Employment and labor litigation in California during the first half of 2011 resulted in a number of important decisions that directly affect the relationship between employers and their employees in the state. Many of these cases have already been decided by the California Supreme Court, while others are still pending.
Below is a brief overview of the three key cases, and the important “takeaways” for employers from each.
Case 1
Summary: The plaintiff, a senior Google executive, claims he was discriminated against because of his age in a notoriously “young” corporate culture. To support his argument, he relies on various comments from his superiors and colleagues that his ideas are “outdated” or “too outdated to be relevant”, that he is not a “cultural fit”, that he is an “old man” and “Antique.” Google argued that none of the remarks had anything to do with any hiring decision and should be dismissed as frivolous “chatter.”

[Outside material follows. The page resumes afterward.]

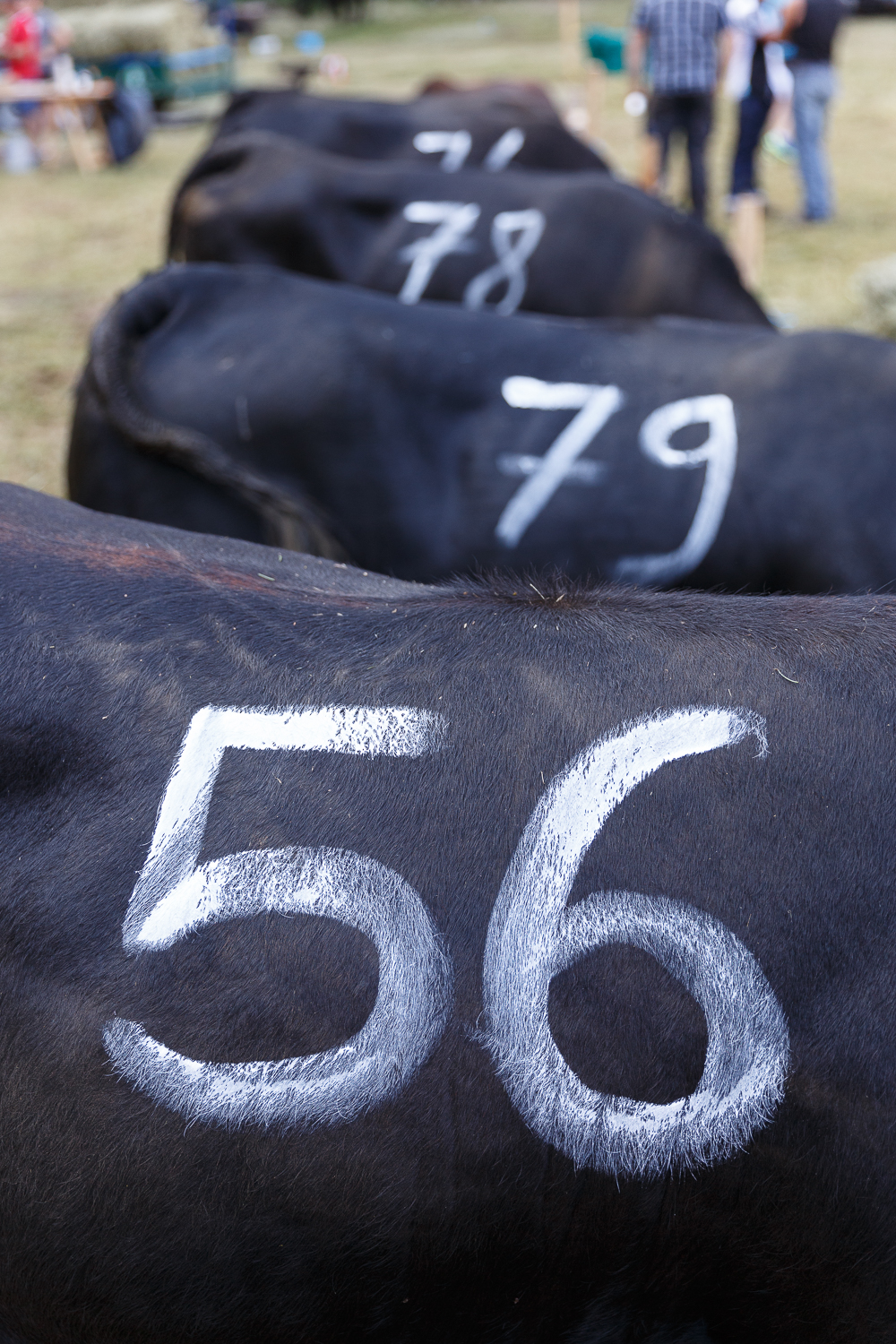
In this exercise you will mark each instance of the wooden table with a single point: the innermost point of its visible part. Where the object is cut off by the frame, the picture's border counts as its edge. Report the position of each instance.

The California Supreme Court rejected the argument that “casual remarks” made by nonmanagers or supervisors outside of disciplinary proceedings should not be taken seriously in court. Rather, such “scrambles” can and should be considered in the context of evidence and used to reach a final decision.

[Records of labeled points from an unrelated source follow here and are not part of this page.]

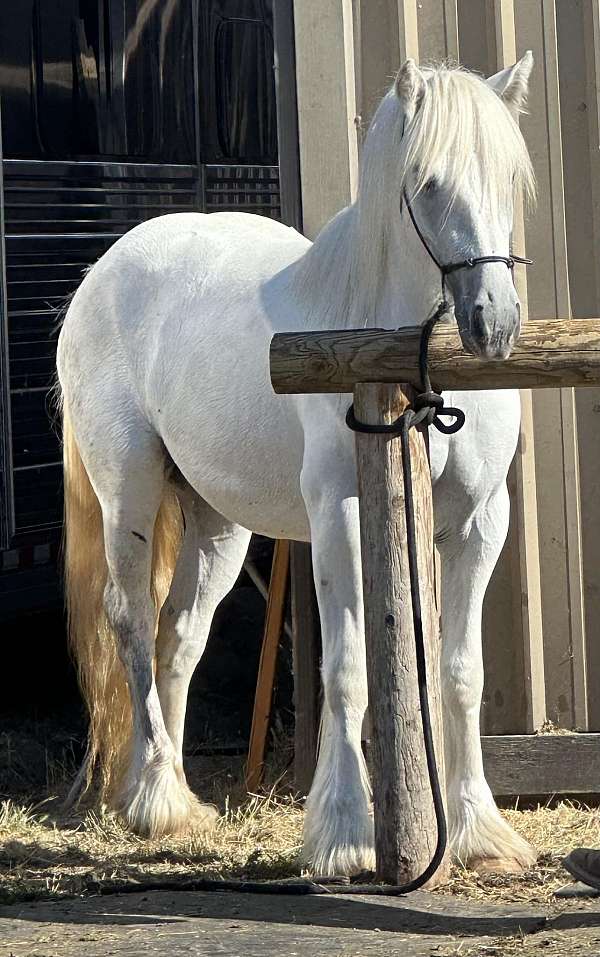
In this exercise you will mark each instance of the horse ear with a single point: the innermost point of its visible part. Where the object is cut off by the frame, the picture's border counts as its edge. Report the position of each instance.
(512, 84)
(409, 87)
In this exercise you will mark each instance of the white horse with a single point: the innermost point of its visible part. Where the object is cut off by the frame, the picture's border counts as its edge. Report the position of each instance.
(163, 362)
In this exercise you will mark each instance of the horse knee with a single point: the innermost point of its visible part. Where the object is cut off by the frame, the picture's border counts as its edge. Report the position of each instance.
(180, 645)
(345, 688)
(462, 684)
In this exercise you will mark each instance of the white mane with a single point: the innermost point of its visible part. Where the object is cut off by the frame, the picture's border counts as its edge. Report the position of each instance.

Tip: All managers should be aware of workplace conversations, even casual conversations between employees, and proactively eliminate derogatory or discriminatory remarks.
Case #2
Summary: The employer’s business is located in California, but has employees working out of state. Because of California’s different overtime laws, employers pay out-of-state employees based on their state of residence rather than California’s overtime rules. The California Supreme Court is currently reviewing the case to determine whether the California Labor Code applies to overtime for out-of-state workers working in California for a California employer.
Takeaway: While the case is still pending in the Supreme Court, employers should carefully review all state labor law guidelines.
Case #3
Summary: The Equal Employment Opportunity Commission has sued a California airport services company based on allegations by a male employee that he suffered from a hostile work environment as a result of sexual harassment by a female co-worker. California’s Ninth Circuit Court of Appeals struck down summary judgment against the employer, emphasizing that Title VII of the Civil Rights Act gives men the same rights as women to be protected from abusive work conditions. The California Supreme Court ultimately ruled in favor of the male plaintiffs.

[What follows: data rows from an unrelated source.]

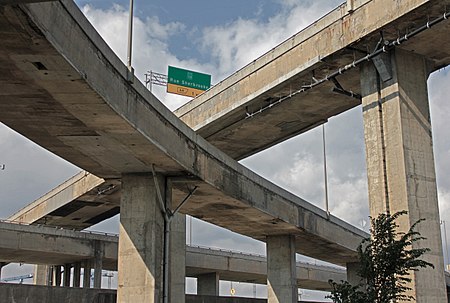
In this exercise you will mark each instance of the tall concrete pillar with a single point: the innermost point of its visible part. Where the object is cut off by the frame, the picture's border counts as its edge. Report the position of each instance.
(76, 281)
(281, 269)
(352, 273)
(177, 259)
(2, 264)
(208, 284)
(86, 274)
(140, 270)
(40, 276)
(399, 152)
(56, 275)
(98, 264)
(66, 275)
(50, 275)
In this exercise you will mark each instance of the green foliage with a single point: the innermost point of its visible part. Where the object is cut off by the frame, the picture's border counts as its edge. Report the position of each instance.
(385, 260)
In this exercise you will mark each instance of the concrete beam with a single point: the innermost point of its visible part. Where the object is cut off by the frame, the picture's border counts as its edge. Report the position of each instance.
(208, 284)
(221, 114)
(231, 266)
(121, 139)
(80, 202)
(10, 2)
(400, 161)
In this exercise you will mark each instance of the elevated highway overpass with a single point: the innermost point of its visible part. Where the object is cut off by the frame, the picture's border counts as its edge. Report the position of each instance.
(38, 244)
(264, 103)
(90, 114)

Takeaway: If a male employee claims harassment, don’t just tell him to “be a man” or “get over it.” Take claims seriously and investigate properly.
In summary
Most work-related conduct by employers toward employees is not intentionally bigotry, malicious, or discriminatory in nature. However, the complexities of California labor law require employers to take extra care when hiring employees and making hiring decisions. In many cases, these actions can and will be brought against them in employment litigation. As a reminder, California labor law differs from federal law in many ways, so consult legal counsel before making any questionable employment decisions or actions.